To date, one patient in G1’s trial achieved a partial response (59% reduction in the sum of longest diameters; SLD) after initial progressive disease (21% increase in SLD) with continuation of therapy after progression at the investigator’s discretion, as the patient seemed to be deriving clinical benefit with trilaciclib and sacituzumab. This patient was not included in the confirmed response calculation. This type of improvement after continued therapy post-progressive disease has been observed with immunotherapies like checkpoint inhibitors but is not usually associated with cytotoxic therapies alone, further suggesting the potential immunotherapeutic benefit of trilaciclib.
About Triple Negative Breast Cancer (TNBC)

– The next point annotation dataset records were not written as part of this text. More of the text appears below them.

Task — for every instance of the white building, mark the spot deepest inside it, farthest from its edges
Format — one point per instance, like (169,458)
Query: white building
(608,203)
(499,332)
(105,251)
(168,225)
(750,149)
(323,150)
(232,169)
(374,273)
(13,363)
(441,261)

According to the American Cancer Society, nearly 300,000 new cases of invasive breast cancer are diagnosed annually in the U.S. Triple-negative breast cancer makes up approximately 15-20% of such diagnosed breast cancers. TNBC is cancer that tests negative for estrogen receptors, progesterone receptors, and excess HER2 protein. Because mTNBC cells lack key growth-signaling receptors, patients do not respond well to medications that block estrogen, progesterone, or HER2 receptors. Instead, treating mTNBC typically involves chemotherapy, radiation, and surgery. TNBC is considered to be more aggressive and have a poorer prognosis than other types of breast cancer. In general, survival rates tend to be lower with mTNBC compared to other forms of breast cancer, and mTNBC is also more likely than some other types of breast cancer to return after it has been treated, especially in the first few years after treatment. It also tends to be higher grade than other types of breast cancer.